Where does the schema live?
If clusters are disposable, the Hive metastore can't live on one β and on a stock Hadoop cluster it lives in a MySQL instance on the master node, which is exactly the kind of stateful thing that makes people afraid to delete anything. Dataproc Metastore is the managed, cluster-independent Hive metastore that fixes this: multiple ephemeral clusters and Serverless jobs attach to the same metastore, so table definitions outlive every cluster that ever queried them. If you're coming from the world I described in the Hive Metastore internals piece, this is that same service, finally decoupled from the machines. Skipping it is how teams end up unable to delete a cluster because the schema is trapped inside it.
What does a well-shaped Dataproc job look like?
The pattern that falls out of all of the above β data in GCS, schema in Dataproc Metastore, compute created and destroyed per job:
# Create, run, delete β as one atomic unit. The cluster exists only
# for this job. --max-idle is the seatbelt for when the delete never runs.
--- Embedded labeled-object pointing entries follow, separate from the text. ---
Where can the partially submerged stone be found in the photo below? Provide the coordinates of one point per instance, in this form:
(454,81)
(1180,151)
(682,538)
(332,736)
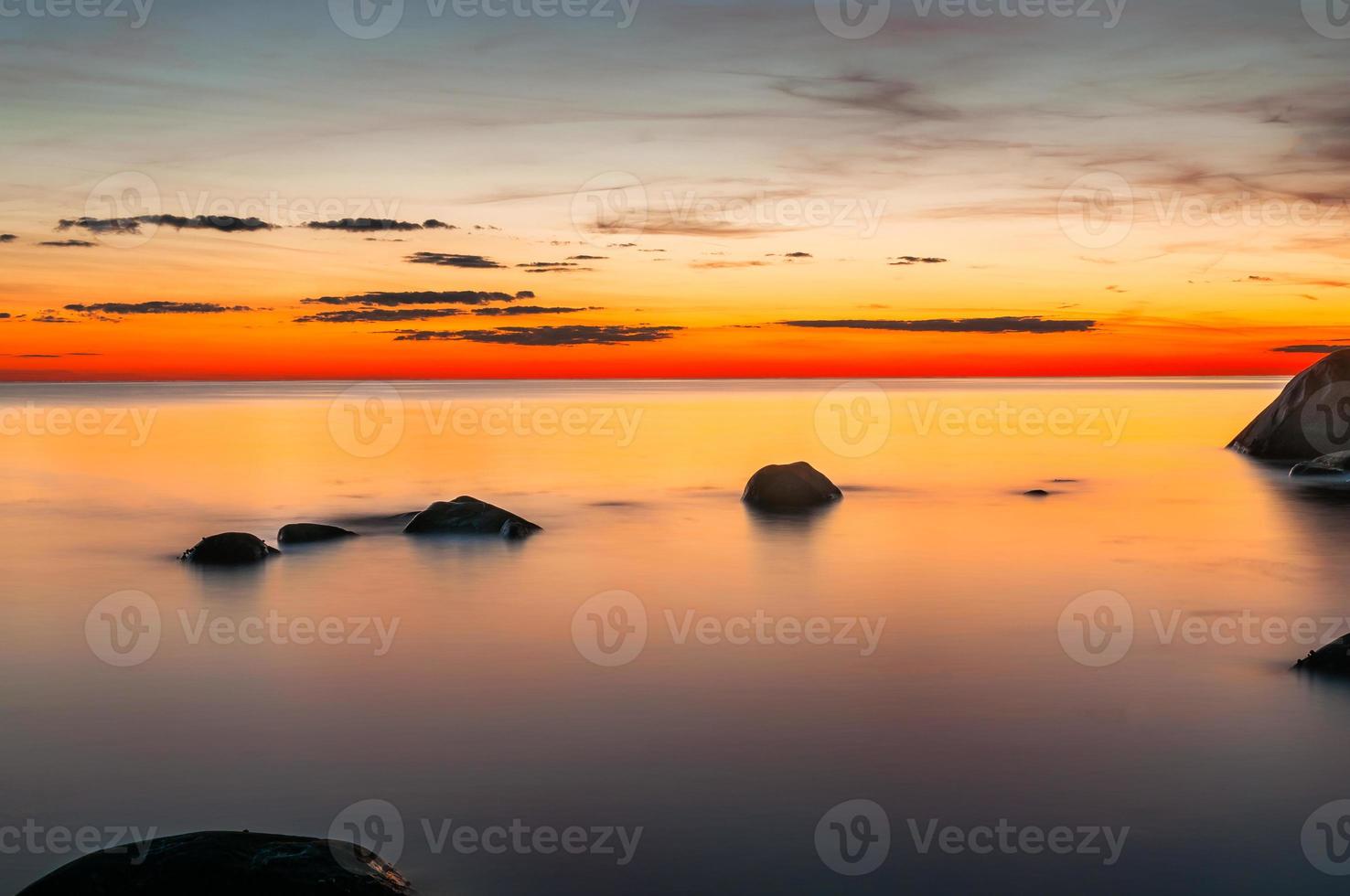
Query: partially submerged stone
(790,487)
(229,549)
(227,864)
(471,517)
(311,532)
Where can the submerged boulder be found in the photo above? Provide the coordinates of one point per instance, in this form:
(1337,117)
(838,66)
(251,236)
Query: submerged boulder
(471,517)
(1335,464)
(229,549)
(1310,419)
(311,532)
(226,864)
(788,487)
(1330,657)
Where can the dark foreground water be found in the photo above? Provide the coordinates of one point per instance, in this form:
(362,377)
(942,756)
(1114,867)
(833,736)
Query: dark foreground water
(664,692)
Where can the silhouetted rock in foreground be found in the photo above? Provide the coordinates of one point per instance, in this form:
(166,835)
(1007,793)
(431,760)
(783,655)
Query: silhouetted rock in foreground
(229,549)
(1332,657)
(1335,464)
(788,487)
(227,864)
(1298,428)
(470,517)
(309,532)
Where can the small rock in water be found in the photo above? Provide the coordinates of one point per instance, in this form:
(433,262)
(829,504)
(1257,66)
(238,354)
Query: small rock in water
(790,487)
(1335,464)
(311,532)
(220,862)
(229,549)
(1330,657)
(473,517)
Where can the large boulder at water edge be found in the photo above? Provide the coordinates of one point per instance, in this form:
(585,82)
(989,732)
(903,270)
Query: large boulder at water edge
(226,864)
(229,549)
(790,487)
(467,516)
(1310,419)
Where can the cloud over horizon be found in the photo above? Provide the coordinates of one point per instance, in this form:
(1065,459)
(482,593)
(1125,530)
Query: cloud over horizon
(964,325)
(572,335)
(445,260)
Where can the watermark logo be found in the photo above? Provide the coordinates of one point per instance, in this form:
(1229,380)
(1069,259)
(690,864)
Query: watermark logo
(1326,838)
(853,420)
(853,19)
(1007,420)
(116,203)
(374,826)
(610,629)
(1097,210)
(366,19)
(607,204)
(368,420)
(1097,629)
(1329,17)
(124,628)
(853,838)
(1326,419)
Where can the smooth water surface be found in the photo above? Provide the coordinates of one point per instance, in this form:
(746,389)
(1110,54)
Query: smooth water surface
(485,709)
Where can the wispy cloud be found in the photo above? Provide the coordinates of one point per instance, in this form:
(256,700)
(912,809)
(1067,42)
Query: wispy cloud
(223,223)
(964,325)
(156,308)
(575,335)
(369,224)
(424,297)
(453,261)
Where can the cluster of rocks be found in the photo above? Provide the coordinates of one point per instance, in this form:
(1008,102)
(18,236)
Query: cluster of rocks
(777,489)
(462,516)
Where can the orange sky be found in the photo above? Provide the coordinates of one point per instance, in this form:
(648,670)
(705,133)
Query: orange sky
(1160,208)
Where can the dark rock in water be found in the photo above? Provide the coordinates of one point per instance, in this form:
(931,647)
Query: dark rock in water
(471,517)
(229,549)
(227,864)
(1332,657)
(790,487)
(1334,464)
(1308,419)
(309,532)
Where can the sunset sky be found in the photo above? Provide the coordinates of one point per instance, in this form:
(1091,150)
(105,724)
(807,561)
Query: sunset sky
(717,189)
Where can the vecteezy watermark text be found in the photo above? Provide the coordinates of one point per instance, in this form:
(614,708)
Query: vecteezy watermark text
(1099,628)
(36,838)
(369,420)
(126,629)
(43,421)
(80,8)
(370,19)
(1006,419)
(856,19)
(379,826)
(853,838)
(612,629)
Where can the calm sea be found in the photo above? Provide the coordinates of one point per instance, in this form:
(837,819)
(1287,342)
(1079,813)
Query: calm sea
(940,680)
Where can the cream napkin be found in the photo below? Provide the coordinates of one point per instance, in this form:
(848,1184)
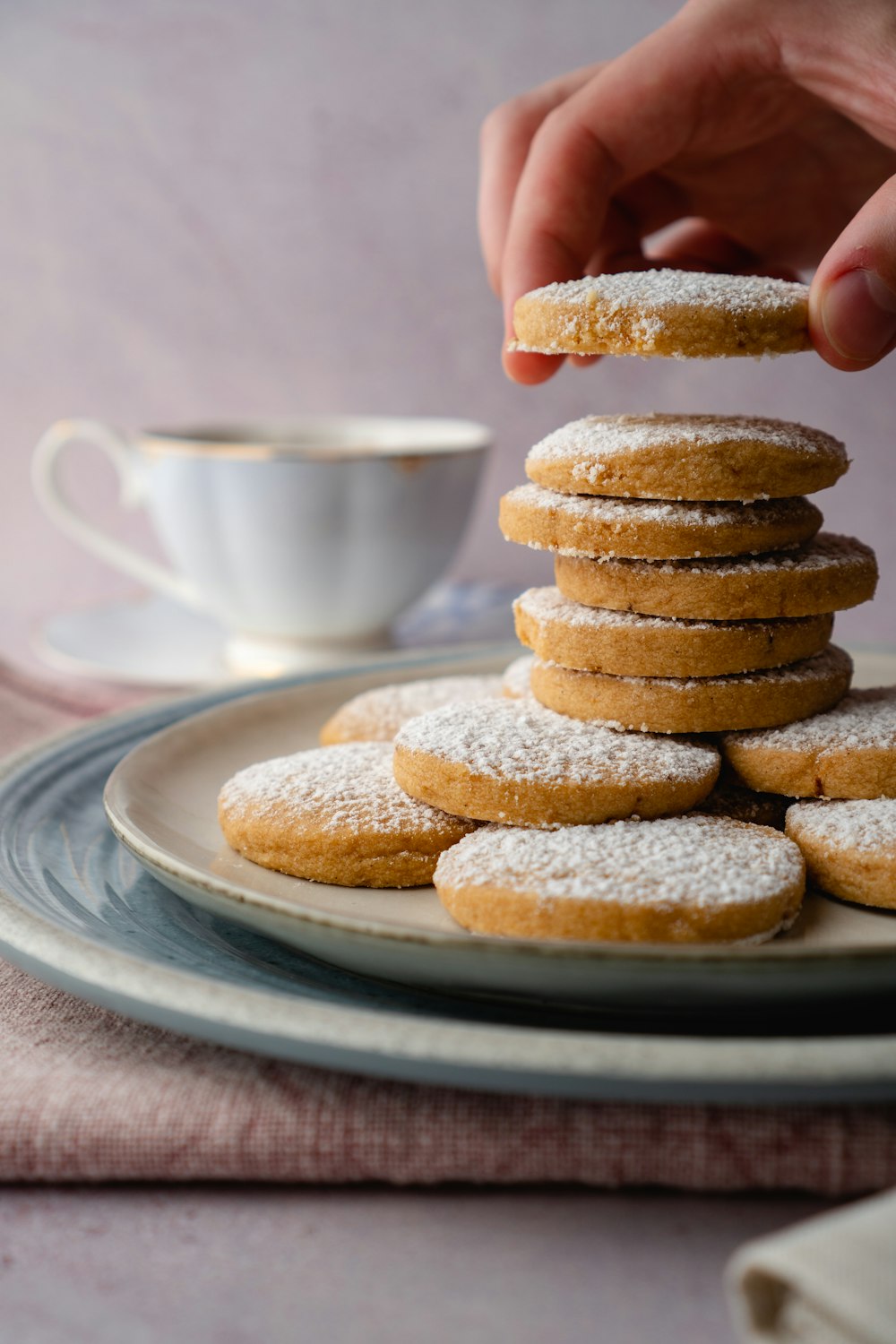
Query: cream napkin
(828,1281)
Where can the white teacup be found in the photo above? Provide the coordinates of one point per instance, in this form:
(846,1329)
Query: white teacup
(316,530)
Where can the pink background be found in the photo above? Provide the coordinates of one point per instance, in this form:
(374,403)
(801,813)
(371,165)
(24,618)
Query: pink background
(222,210)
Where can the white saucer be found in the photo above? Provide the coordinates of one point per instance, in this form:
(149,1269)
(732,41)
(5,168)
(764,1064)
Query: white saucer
(151,640)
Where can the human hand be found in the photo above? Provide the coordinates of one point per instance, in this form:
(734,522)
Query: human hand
(762,131)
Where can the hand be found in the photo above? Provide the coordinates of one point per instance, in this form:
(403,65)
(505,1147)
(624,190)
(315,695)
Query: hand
(762,131)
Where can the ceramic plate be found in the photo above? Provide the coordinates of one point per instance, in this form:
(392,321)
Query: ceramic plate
(77,909)
(161,801)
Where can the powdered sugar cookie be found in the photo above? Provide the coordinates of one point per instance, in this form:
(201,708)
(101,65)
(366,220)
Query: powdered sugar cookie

gcloud dataproc clusters create etl-${RUN_ID} \
--region=us-central1 \
--master-machine-type=n2-standard-4 \
--worker-machine-type=n2-standard-8 --num-workers=2 \
--num-secondary-workers=20 --secondary-worker-type=spot \
--dataproc-metastore=projects/p/locations/us-central1/services/prod-metastore \
--max-idle=30m
gcloud dataproc jobs submit spark --cluster=etl-${RUN_ID} --region=us-central1 \
--class=com.example.DailyAggregate --jars=gs://artifacts/etl.jar
gcloud dataproc clusters delete etl-${RUN_ID} --region=us-central1 --quiet
Two details worth stealing. --max-idle auto-deletes the cluster after a period of inactivity β it's the seatbelt for the day your orchestrator dies between the submit and the delete, and it is the single setting that would have prevented test-cluster-2. And the mix of 2 primary workers with 20 Spot secondaries is the shape I reach for by default: enough stable capacity to hold the cluster together, most of the compute bought at a discount, and nothing on HDFS that a preemption could hurt. Dataproc Workflow Templates express this whole create-run-delete sequence as one managed unit if you'd rather not orchestrate it yourself.
What to carry away
Dataproc is not Cloudera with a Google logo, and the teams that struggle with it are almost always the ones running it as though it were. The architecture is one idea β the data lives in Cloud Storage and the schema lives in a managed metastore, so the cluster holds nothing precious and should exist only as long as a job does. Everything else is a consequence: autoscale on YARN's pending memory with graceful decommissioning so you don't murder shuffle data, buy most of your compute as Spot secondary workers that hold no HDFS blocks, and reach for Serverless when you'd rather not think about machines at all. The one habit that costs real money is the one nobody flags in review β writing tens of thousands of tiny files, which was merely untidy on HDFS and is a slow, billable copy storm on an object store where rename isn't free. Fix the file count, delete the cluster, and let the network do the job data locality used to.